These are basic ways to use bidirectional replication:
Consider the example shown in Figure 1-7, where the accounts for Chicago are processed on data store A while the accounts for New York are processed on data store B.
Figure 1-7 Split workload bidirectional replication
In a distributed workload replication scheme, user access is distributed across duplicate application/data store combinations that replicate any update on any element to each other. In the event of a failure, the affected users can be quickly shifted to any application/data store combination.The distributed workload configuration is shown in Figure 1-8. Users access duplicate applications on each data store, which serves as both master and subscriber for the other data store.

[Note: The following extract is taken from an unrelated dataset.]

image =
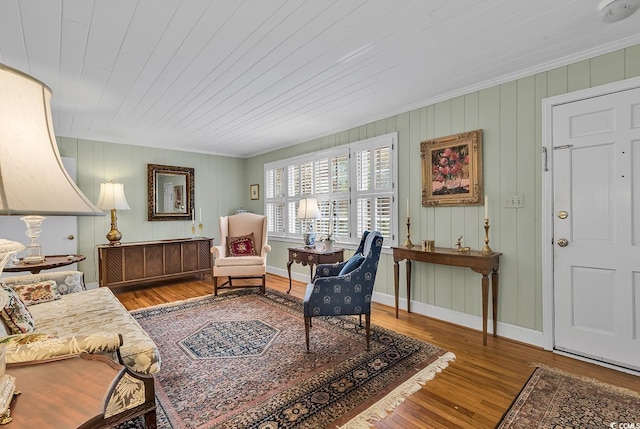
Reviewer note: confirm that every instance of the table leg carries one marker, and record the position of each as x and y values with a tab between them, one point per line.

Figure 1-8 Distributed workload configuration
When data stores are replicated in a distributed workload configuration, it is possible for separate users to concurrently update the same rows and replicate the updates to one another. Your application should ensure that such conflicts cannot occur, that they be acceptable if they do occur, or that they can be successfully resolved using the conflict resolution mechanism described in Chapter 13, "Resolving Replication Conflicts".

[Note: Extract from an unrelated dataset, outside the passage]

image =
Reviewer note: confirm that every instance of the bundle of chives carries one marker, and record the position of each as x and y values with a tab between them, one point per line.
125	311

Note:Do not use a distributed workload configuration with the return twosafe return service.
Propagators are useful for optimizing replication performance over lower-bandwidth network connections, such as those between servers in an intranet. For example, consider the direct replication configuration illustrated in Figure 1-9, where a master directly replicates to four subscribers over an intranet connection. Replicating to each subscriber over a network connection in this manner is an inefficient use of network bandwidth.
Figure 1-9 Master replicating directly to multiple subscribers over a network
For optimum performance, consider the configuration shown in Figure 1-10, where the master replicates to a single propagator over the network connection. The propagator in turn forwards the updates to each subscriber on its local area network.
Figure 1-10 Master replicating to a single propagator over a network
Propagators are also useful for distributing replication loads in configurations that involve a master data store that must replicate to a large number of subscribers. For example, it is more efficient for the master to replicate to three propagators, rather than directly to the 12 subscribers as shown in Figure 1-11.
Figure 1-11 Using propagators to replicate to many subscribers
Note:Each propagator is one-hop, which means that you can forward an update only once. You cannot have a hierarchy of propagators where propagators forward updates to other propagators.
As described in Oracle In-Memory Database Cache User's Guide, a cache group is a group of tables stored in a central Oracle database that are cached in a local Oracle In-Memory Database Cache (IMDB Cache). This section describes how cache groups can be replicated between TimesTen data stores. You can achieve high availability by using an active standby pair to replicate asynchronous writethrough cache groups or read-only cache groups.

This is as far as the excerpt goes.